Observer la vie de tous les jours et trouver quelque chose de spécial est quelque chose de naturel chez moi.
(Shimabuku)
La pratique de Shimabuku (1969, Kobe, Japon) repose davantage sur les relations que sur la création d’objets concrets. Ses œuvres, affectives et souvent humoristiques, sont suscitées par une anecdote, une conversation, un voyage dans un nouvel endroit ou par la curiosité même de l’artiste ; et elles sont développées à partir d’expériences avec des êtres humains, des animaux et d’autres êtres dans des espaces naturels et publics. Ces expériences suggèrent une façon emphatique et spontanée d’être au monde, en répondant à une simple question comme à un défi : « Que se passerait-il si je… ? » Voici une approche fondée sur la curiosité qui nous renvoie à l’enfance, une période où l’exploration de l’inattendu constitue une étape nécessaire au développement et à l’apprentissage.
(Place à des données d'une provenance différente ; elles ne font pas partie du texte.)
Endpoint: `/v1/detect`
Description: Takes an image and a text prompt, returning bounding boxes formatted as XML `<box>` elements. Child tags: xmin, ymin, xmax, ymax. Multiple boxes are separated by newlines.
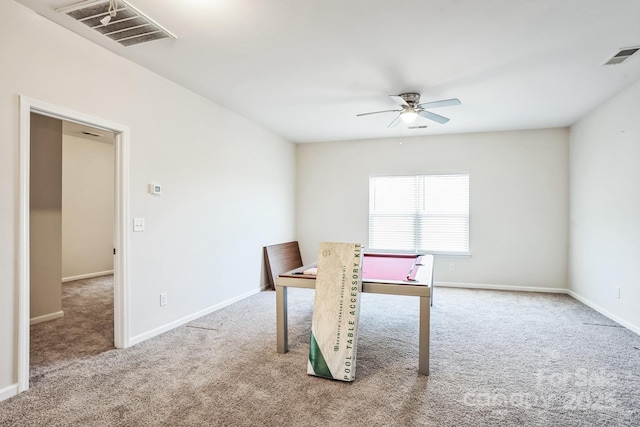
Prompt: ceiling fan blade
<box><xmin>418</xmin><ymin>98</ymin><xmax>462</xmax><ymax>108</ymax></box>
<box><xmin>389</xmin><ymin>95</ymin><xmax>409</xmax><ymax>107</ymax></box>
<box><xmin>387</xmin><ymin>114</ymin><xmax>400</xmax><ymax>128</ymax></box>
<box><xmin>356</xmin><ymin>110</ymin><xmax>402</xmax><ymax>117</ymax></box>
<box><xmin>418</xmin><ymin>110</ymin><xmax>449</xmax><ymax>125</ymax></box>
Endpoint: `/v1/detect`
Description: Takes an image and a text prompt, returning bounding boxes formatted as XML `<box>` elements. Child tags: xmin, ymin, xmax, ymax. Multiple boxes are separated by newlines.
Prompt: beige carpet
<box><xmin>29</xmin><ymin>275</ymin><xmax>114</xmax><ymax>387</ymax></box>
<box><xmin>0</xmin><ymin>285</ymin><xmax>640</xmax><ymax>427</ymax></box>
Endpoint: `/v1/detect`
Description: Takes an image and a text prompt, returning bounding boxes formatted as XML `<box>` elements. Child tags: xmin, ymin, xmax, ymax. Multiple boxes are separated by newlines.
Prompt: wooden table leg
<box><xmin>276</xmin><ymin>285</ymin><xmax>289</xmax><ymax>353</ymax></box>
<box><xmin>418</xmin><ymin>296</ymin><xmax>431</xmax><ymax>375</ymax></box>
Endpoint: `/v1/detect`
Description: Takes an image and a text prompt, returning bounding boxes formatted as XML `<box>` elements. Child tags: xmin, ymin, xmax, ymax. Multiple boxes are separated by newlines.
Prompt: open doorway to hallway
<box><xmin>29</xmin><ymin>113</ymin><xmax>115</xmax><ymax>385</ymax></box>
Poulpe, agrumes, humain englobe des vidéos, photographies, sculptures, installations et des textes allant du début des années 1990 jusqu’à nos jours. L’exposition dévoile trois nouvelles œuvres créées par la Fundación Botín auxquelles ont pris part des communautés locales humaines et non humaines. Le titre de l’exposition fait allusion à chacune d’elles : une offrande pour les poulpes, des réservoirs d’eau pour les agrumes qui flottent et coulent, et beaucoup de cerfs-volants pour de nombreux êtres humains. Ces expériences ouvertes sont attestées et présentées au public dans des expositions comme celle-ci, où les conventions entre nature/culture ; processus/œuvre d’art ; public/collaborateur sont modifiées de façon ludique.
L’exposition commence par Des gens qui volent (Santander), 2024, une installation composée de nombreux cerfs-volants fabriqués à la main par des habitants de la région en collaboration avec Shimabuku.
Cette installation est accompagnée d’une vidéo montrant le vol collectif des cerfs-volants dans l’amphithéâtre extérieur du Centro Botín. L’exposition se poursuit avec une série de ses premières créations photographiques : Voyage en Europe avec un sourcil rasé, 1991 ; Symbiose (jacinthe et poisson-télescope noir), 1992 ; Noël dans l’hémisphère sud, 1994 ; ou Assis sur la vague, 1998, qui attestent de l’approche nomade et éphémère de sa création artistique.
Les œuvres de Shimabuku sont issues de la curiosité de l’artiste, en se déclinant sous la forme de variations à travers de multiples expérimentations, en s’adaptant à des contextes et à des écologies inédits. Exposition pour les singes, 1992 présente une vidéo et des photographies documentant les descendants des macaques japonais qui ont été transportés dans un sanctuaire du désert texan pour des expériences scientifiques en 1972. Le film Shimabuku’s fish et chips, 2006 est aussi projeté. Ce dernier retrace la rencontre entre les ingrédients de ce plat britannique omniprésent, en décrivant le voyage sous-marin d’une pomme de terre à travers Liverpool pour retrouver un poisson.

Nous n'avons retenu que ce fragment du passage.